MobileRead Forums - View Single Post

haroldtreen · 08-30-2011, 03:57 PM

Thanks Kovid!

This is where I am so far...

Code:

import urllib
from calibre import strftime
from calibre.web.feeds.news import BasicNewsRecipe

class AdvancedUserRecipe1299694372(BasicNewsRecipe):
    title                             = u'InstapaperAuto'
    __author__                  = 'Darko Miletic'
    publisher                     = 'Instapaper.com'
    category                      = 'info, custom, Instapaper'
    oldest_article               = 365
    max_articles_per_feed = 100
    auto_cleanup=True
    reverse_article_order = True
    
    needs_subscription    = True
    INDEX                 = u'http://www.instapaper.com'
    LOGIN                 = INDEX + u'/user/login'


    feeds          = [
            (u'Instapaper Unread - Pg. 6 ', u'http://www.instapaper.com/u/6'),
            (u'Instapaper Unread - Pg. 5', u'http://www.instapaper.com/u/5'),
            (u'Instapaper Unread - Pg. 4', u'http://www.instapaper.com/u/4'),
            (u'Instapaper Unread - Pg. 3', u'http://www.instapaper.com/u/3'),
            (u'Instapaper Unread - Pg. 2', u'http://www.instapaper.com/u/2'),
            (u'Instapaper Unread - Pg. 1', u'http://www.instapaper.com/u/1'),
            (u'Instapaper Starred', u'http://www.instapaper.com/starred')
            ]

    def get_browser(self):
        br = BasicNewsRecipe.get_browser()
        if self.username is not None:
            br.open(self.LOGIN)
            br.select_form(nr=0)
            br['username'] = self.username
            if self.password is not None:
               br['password'] = self.password
            br.submit()
        return br

     def parse_index(self):
        totalfeeds = []
        lfeeds = self.get_feeds()
        for feedobj in lfeeds:
            feedtitle, feedurl = feedobj
            self.report_progress(0, _('Fetching feed')+' %s...'%(feedtitle if feedtitle else feedurl))
            articles = []
            soup = self.index_to_soup(feedurl)
            self.myFormKey = soup.find('input', attrs={'name': 'form_key'})['value']
            for item in soup.findAll('div', attrs={'class':'cornerControls'}):
                description = self.tag_to_string(item.div)
                atag = item.a
                if atag and atag.has_key('href'):
                    url         = atag['href']
                    articles.append({
                                     'url'        :url
                                    })
            totalfeeds.append((feedtitle, articles))
        return totalfeeds

    def cleanup(self):
        params = urllib.urlencode(dict(form_key=self.myFormKey, submit="Archive All"))
        self.browser.open("http://www.instapaper.com/bulk-archive", params)

    def print_version(self, url):
        return 'http://www.instapaper.com' + url

    def populate_article_metadata(self, article, soup, first):
        article.title  = soup.find('title').contents[0].strip()

    def postprocess_html(self, soup, first_fetch):
        for link_tag in soup.findAll(attrs={"id" : "story"}):
            link_tag.insert(0,'<h1>'+soup.find('title').contents[0].strip()+'</h1>')

        return soup

This is Darko's recipe that I modified.

Changes:

- I added feeds for 6 unread pages instead of 1. I only have 5 pages, but adding 6 leaves room in case I get more.
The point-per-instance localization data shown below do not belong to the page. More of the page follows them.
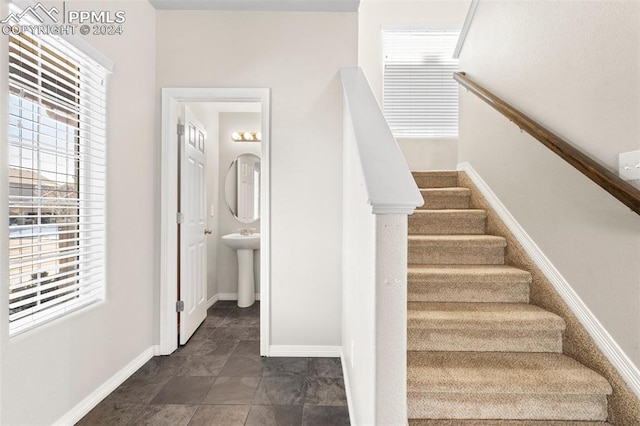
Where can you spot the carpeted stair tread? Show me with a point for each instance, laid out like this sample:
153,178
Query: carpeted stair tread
501,373
468,283
449,221
468,273
456,249
445,198
438,179
494,422
481,316
459,240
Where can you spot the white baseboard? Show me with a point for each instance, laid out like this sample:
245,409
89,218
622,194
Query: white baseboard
74,415
596,330
305,351
213,300
347,388
228,296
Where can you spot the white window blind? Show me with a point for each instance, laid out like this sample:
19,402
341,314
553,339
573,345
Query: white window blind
57,132
420,97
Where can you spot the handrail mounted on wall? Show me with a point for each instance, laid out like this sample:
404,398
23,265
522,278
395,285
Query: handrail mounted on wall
591,168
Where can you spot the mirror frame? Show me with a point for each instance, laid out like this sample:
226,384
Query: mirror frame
226,178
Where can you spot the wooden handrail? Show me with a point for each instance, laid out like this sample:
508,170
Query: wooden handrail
594,170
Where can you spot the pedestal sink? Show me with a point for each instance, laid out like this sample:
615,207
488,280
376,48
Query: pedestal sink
244,245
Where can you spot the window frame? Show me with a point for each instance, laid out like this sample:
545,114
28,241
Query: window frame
90,103
412,108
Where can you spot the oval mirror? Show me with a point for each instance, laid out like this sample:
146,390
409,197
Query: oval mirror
242,188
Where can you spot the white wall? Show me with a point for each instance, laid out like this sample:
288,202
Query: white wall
49,370
421,153
297,55
227,259
574,67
When I open the file on my kindle, only 5 sections are displayed, so it omits empty ones. I like the 5 sections of 40 articles rather then 1 section of 200 articles.

- Added AutoClean=True. This decrease the size of the download from 4mb to 2.7mb. There's a lot less useless photos.
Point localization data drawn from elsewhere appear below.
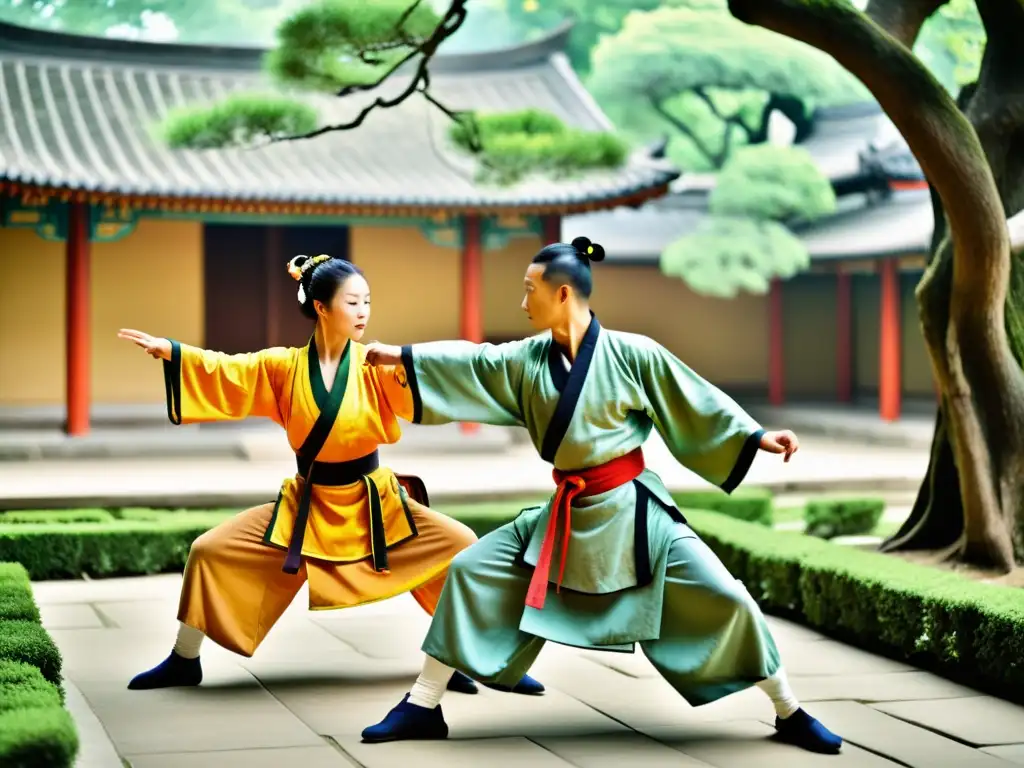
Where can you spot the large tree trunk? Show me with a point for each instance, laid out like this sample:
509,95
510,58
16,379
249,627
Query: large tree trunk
973,500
- Implemented the "Archive All" modification that cendalc/banjopicker created (https://www.mobileread.com/forums/sho...8&postcount=13)

Update - Added "reverse_article_order = True" (Cred: Cendalc) and switched the order of the feeds so that older articles appear first. That way reading can be done in chronological order.

Comments:
I sort of patched this together with trial and error. The parts from def parse_index to the end still confuse me.
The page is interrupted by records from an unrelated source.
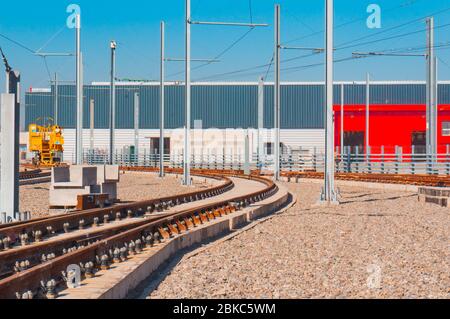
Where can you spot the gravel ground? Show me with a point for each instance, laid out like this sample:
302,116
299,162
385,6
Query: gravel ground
375,245
132,187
I believe the autoclean feature is cleaning already created text version that instapaper creates. Is that true?

If so, how would I go about making program open the links in the feed and then apply the autoclean directly to the webpages themselves? I find that instapapers text feature gives a few too many "Page not available's" and that readability is a bit better.

Lastly, the archive all feature is fine, but is their a way to archive pages as they are opened and pakaged? That way if someone wanted to download only a few articles, their entire collection wouldn't be archived.

Thanks for any feedback!

(This recipe stuff is cool!

)